I was going to write a long, detailed post here. But Damon put me to sleep by rubbing my feet and now I only have a minute.

Thanks to my Friends who posted the arrival of my little baby. I was hoping that would happen, as I am still trying to get it together.

The only really important thing to say is that Alden is here. He has changed everything in the best possible ways. He loves scalp massages and Christopher Walken’s voice.

Soon I will post pictures that will paralyze you with their cuteness.

Censorship

This morning I grabbed our copy of Time Out New York, which Damon had finished and left on my nightstand. I was particularly excited about this one, because it’s the annual animal issue. On close inspection, I noticed that all the pages that contain stories I might find distressing or disgusting had been carefully removed. He kills me.

This temporary apartment comes with a cleaning lady. Heaven!

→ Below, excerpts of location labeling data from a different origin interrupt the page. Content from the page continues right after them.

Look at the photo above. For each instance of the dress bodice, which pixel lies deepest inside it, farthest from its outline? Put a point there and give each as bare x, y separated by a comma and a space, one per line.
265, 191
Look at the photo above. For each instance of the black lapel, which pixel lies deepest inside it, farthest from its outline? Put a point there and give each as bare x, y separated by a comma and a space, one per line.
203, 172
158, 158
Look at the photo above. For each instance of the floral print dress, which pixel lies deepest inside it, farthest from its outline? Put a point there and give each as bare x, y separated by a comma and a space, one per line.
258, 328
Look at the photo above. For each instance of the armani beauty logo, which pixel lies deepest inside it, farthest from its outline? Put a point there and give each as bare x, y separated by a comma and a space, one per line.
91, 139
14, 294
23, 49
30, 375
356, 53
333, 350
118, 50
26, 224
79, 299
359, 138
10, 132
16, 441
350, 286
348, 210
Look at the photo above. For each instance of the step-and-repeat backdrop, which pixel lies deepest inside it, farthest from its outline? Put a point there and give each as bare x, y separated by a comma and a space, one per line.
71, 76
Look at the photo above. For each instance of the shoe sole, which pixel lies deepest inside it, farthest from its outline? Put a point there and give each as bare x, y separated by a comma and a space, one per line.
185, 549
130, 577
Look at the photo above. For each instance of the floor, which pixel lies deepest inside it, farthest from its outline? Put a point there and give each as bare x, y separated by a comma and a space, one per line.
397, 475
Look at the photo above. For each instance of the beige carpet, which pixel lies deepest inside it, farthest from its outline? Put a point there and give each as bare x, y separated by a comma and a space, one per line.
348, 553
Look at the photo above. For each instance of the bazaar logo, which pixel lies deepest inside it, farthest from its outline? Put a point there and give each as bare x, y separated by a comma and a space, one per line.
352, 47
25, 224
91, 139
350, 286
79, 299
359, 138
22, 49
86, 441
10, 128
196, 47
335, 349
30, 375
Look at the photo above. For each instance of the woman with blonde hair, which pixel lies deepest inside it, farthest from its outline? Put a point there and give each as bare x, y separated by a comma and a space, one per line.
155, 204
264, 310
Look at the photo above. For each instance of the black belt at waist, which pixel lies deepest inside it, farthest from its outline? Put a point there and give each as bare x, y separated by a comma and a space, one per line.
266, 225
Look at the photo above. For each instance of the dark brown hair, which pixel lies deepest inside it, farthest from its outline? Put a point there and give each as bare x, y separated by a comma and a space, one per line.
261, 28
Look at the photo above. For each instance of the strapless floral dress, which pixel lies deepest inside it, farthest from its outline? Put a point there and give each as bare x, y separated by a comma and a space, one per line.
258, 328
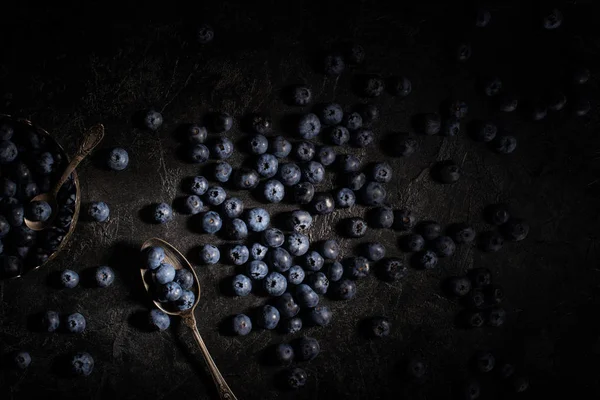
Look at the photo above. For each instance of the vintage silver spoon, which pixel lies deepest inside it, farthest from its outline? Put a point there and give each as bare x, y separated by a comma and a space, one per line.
175, 258
93, 136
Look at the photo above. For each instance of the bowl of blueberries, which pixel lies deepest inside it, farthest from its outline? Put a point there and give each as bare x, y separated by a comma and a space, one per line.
31, 162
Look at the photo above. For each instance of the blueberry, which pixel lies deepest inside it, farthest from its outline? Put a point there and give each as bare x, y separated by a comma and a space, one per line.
323, 203
198, 185
313, 172
400, 86
236, 229
301, 95
8, 188
331, 114
242, 325
170, 291
372, 86
239, 254
210, 254
485, 132
215, 195
333, 64
393, 269
305, 296
280, 147
339, 135
497, 214
295, 275
242, 285
273, 191
304, 151
164, 273
196, 134
267, 165
349, 163
356, 180
193, 204
303, 192
75, 323
496, 317
374, 251
273, 237
363, 138
50, 321
297, 244
307, 348
515, 229
69, 278
222, 148
405, 147
330, 249
458, 286
246, 178
358, 267
287, 306
158, 320
355, 227
223, 171
186, 301
462, 233
463, 52
292, 325
118, 159
162, 213
268, 317
261, 124
373, 194
382, 172
258, 251
279, 259
289, 174
223, 122
258, 219
8, 152
552, 19
352, 121
205, 34
184, 278
426, 259
379, 327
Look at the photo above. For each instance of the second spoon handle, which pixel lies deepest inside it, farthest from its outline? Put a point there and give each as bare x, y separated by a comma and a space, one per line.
225, 392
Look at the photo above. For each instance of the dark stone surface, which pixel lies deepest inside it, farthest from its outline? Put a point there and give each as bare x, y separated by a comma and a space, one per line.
66, 68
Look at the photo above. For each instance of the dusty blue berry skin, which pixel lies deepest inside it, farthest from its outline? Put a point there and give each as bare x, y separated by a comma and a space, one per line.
242, 285
297, 244
258, 251
274, 284
289, 174
280, 147
268, 317
158, 320
295, 275
233, 207
257, 270
211, 222
239, 254
210, 254
242, 325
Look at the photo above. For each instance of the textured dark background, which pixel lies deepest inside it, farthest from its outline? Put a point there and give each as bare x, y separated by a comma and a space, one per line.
66, 68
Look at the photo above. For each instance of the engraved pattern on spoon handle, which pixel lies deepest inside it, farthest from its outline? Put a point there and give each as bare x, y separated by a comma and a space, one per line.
225, 392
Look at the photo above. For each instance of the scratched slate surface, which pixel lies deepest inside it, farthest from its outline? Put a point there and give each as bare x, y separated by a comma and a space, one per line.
67, 68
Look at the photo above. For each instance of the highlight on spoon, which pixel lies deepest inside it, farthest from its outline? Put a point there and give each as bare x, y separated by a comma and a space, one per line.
160, 281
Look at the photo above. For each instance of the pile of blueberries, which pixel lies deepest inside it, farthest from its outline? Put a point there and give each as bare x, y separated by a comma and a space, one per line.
30, 164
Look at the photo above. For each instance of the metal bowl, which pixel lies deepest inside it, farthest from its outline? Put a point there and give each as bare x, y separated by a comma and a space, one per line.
75, 179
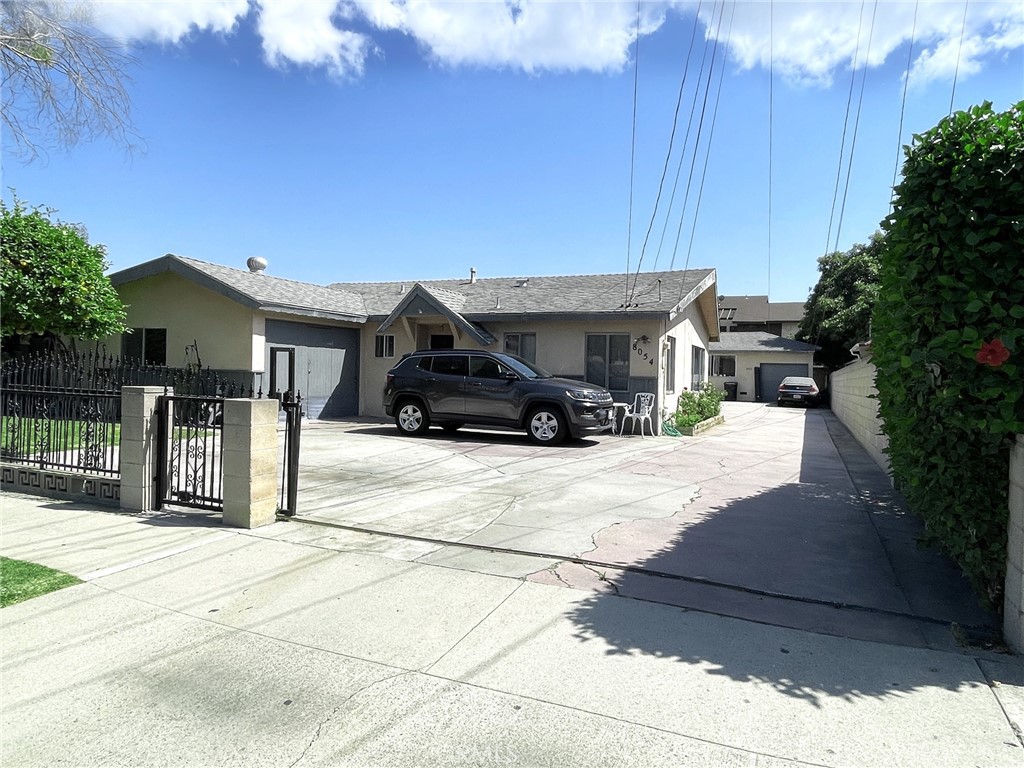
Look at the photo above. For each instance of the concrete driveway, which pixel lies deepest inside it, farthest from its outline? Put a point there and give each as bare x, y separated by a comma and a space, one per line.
777, 516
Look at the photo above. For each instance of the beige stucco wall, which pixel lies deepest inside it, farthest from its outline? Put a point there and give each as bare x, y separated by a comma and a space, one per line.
222, 329
853, 401
747, 361
688, 330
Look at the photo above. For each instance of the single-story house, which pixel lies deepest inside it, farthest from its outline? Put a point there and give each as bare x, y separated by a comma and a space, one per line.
642, 333
756, 363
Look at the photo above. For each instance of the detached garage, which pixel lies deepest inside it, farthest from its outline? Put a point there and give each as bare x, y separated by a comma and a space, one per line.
757, 363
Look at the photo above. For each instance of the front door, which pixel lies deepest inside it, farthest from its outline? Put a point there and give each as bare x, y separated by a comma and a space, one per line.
282, 371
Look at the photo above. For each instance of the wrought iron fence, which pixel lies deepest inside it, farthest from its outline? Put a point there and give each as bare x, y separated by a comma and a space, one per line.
64, 429
101, 372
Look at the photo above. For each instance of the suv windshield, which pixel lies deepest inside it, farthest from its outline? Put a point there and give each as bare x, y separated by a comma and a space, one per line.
524, 369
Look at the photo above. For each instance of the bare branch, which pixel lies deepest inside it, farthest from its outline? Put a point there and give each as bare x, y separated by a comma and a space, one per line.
62, 81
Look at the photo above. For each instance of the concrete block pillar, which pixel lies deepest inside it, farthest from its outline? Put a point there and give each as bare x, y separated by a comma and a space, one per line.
1013, 602
250, 452
138, 448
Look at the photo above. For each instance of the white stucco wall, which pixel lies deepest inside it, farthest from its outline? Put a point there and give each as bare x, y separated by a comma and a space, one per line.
221, 329
853, 401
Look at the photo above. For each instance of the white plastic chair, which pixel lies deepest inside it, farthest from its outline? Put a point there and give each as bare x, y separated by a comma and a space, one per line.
640, 411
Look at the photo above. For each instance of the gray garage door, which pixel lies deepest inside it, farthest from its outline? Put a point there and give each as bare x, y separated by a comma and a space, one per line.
320, 361
770, 375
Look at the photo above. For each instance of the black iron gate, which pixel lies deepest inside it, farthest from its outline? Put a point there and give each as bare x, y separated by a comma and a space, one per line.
189, 452
290, 469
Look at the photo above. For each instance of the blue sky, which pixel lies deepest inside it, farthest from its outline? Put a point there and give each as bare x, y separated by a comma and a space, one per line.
376, 140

I grew up with a weekly cleaning lady, and I miss it terribly. Through almost all my elementary school days it was Carrie. Carrie was an older lady, and she didn’t have a driver’s license. I think she worked for just about every household in my family. So whoever had Carrie on Monday mornings would go get her. Then whoever had her on Monday afternoon would snag her from that house and bring her on over. Then after she’d get a ride home. I don’t remember which day we had Carrie, but I do remember that the only way to get to enjoy the fruits of Grandpa’s waffle maker was to be at their house on Tuesday morning. That was their Carrie slot and she was the only one who rated breaking out that special, needed-particular-cleaning appliance. So if you showed up at the same time you could ride her coattails to some delicious waffles. I was still a kid when she retired, but as I recall our collective family had put enough aside for her to give her a decent nest egg to live from. I’m sure it wasn’t anything extravagant, but then again it was probably better than most independent cleaning ladies did. I know my mom kept in touch with her daughter for a few years, and I believe Carrie passed away when I was in high school. That being a particularly egocentric time of life, I don’t remember the particulars. I’ll bet my mom does. I should ask her.

Anyway, it was so, so lovely to walk in today and find everything sparkly clean.

Did you think I was off having the baby?

No, not a peep from him. Wednesday I worked like a maniac. Yesterday I moped. Today I’m back to working, but at a less frenetic pace than Wednesday. This is probably the way to go.

Thursday was a bad day. I’m chalking it up to a combination of re-setting my expectations of when I’ll have this baby and perhaps some hormonal stuff. Either way, I spent a very long day perched on the edge of the couch staring at, but not really watching, the TV. Damon came home to a weepy wife who was not shy about expressing, “I want to GO HOME. I don’t like it here!!!” Which is silly. But still felt completely true. I wanted to sit on my couch in my apartment and cook in my kitchen and put baby clothes in my nursery. He handled it very well by immediately offering to call in his understudy and stay home with me today, and then taking me out to the movies. The offer and the outing were enough to re-set me and I was able to send him off to work without too much worry.

I think maybe today I’ll go get a pedicure and have my toes painted a fun color.

Okay, I’ve regained a little of my perspective. I saw the midwife today, and while I continue to dilate (now at a 2) there’s no reason to EXPECT to go into labor RIGHT NOW.

So I’m going to re-gain my equilibrium and try to be a little nicer to myself. I think I can be more patient if I lower my expectations of myself right now — just a notch or two. We got home about an hour ago and I had my first real stab of fear about labor. It didn’t last long, and I am sure it was driven by the fact that I ran around all afternoon and night. I got home dead tired and aching like crazy, which made me feel like I couldn’t manage to get up a flight of stairs much less deliver a baby. I’m sure I’ll get my confidence back tomorrow.

I just ate about 10 homemade chocolate chip cookies (I’m not exaggerating) so that’s a start.

Damon has gone to the gym, because he’s a crazy person. So the couch and the remote are all mine!